Trout talked briefly about his horrific near death experience. (For more on his successful battle with liver disease see Walter Trout: Thriving With The Blues). Moreover, he spoke about how happy he is to be alive, feeling well, and able to have fun playing again. Later, he readdressed the issue by imploring everyone in the audience to sign up on Donate Life. "We all have eight vital organs that can save someone's life," remarked Trout, "Each one of us could save up to eight lives." The message was important, stated succinctly, and well appreciated by the capacity crowd.

Battle Scars is the album that Trout wrote and recorded that graphically detailed his ordeal. It is lyrically moving and musically riveting. The gut wrenching ballad "Please Take Me Home" was written for his wife, Marie. It was performed with a lot of feeling and a whole lot of heart. The near death anguish of "Almost Gone" then led into the rocked up nightmare of "Haunted By The Night."

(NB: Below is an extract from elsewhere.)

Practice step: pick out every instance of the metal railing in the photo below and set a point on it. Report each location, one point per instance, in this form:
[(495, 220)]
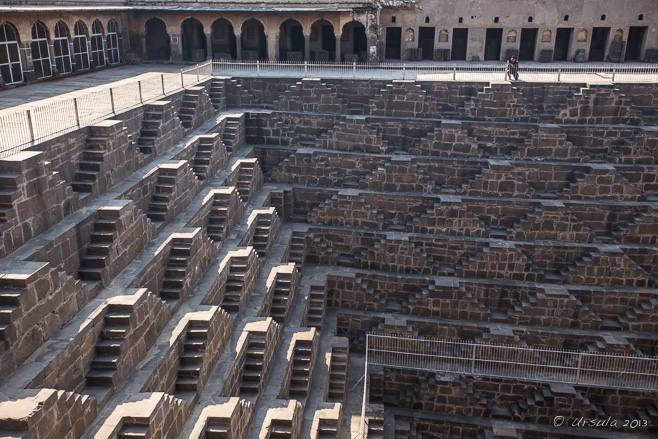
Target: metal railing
[(485, 72), (22, 128), (519, 363), (598, 369)]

Trout's only break in the two-hour plus extravaganza was Leasure's rhythmically charged drum solo and the funked up center stage bass run delivered by Danny Avila.

His son Jon joined him on the title track from his most recent release, We're All In This Together. Joe Bonamassa plays the duet with the elder Trout on the record. Jon is clearly a chip off the old block and filled those shoes nicely. They then rolled in to "Goin' Down." This blues/rock standard has been covered by many over the years, perhaps most famously by Freddie King and Jeff Beck. Trout put his own signature on it and brought the house down in doing so.

After the show, when asked about a set list, Trout smiled and told me that he didn't have one. He went on to say. "I have never used a set list. We just make sure we are in the same key and go for it." Well, as they say, if it ain't broke, don't fix it.

The former member of John Mayall's Bluesbreakers and Canned Heat showed us why he continues to have a huge following around the world with yet another impassioned performance. He can change tempos and directions with the best of them. More importantly, he plays with the soul of a consummate blues man.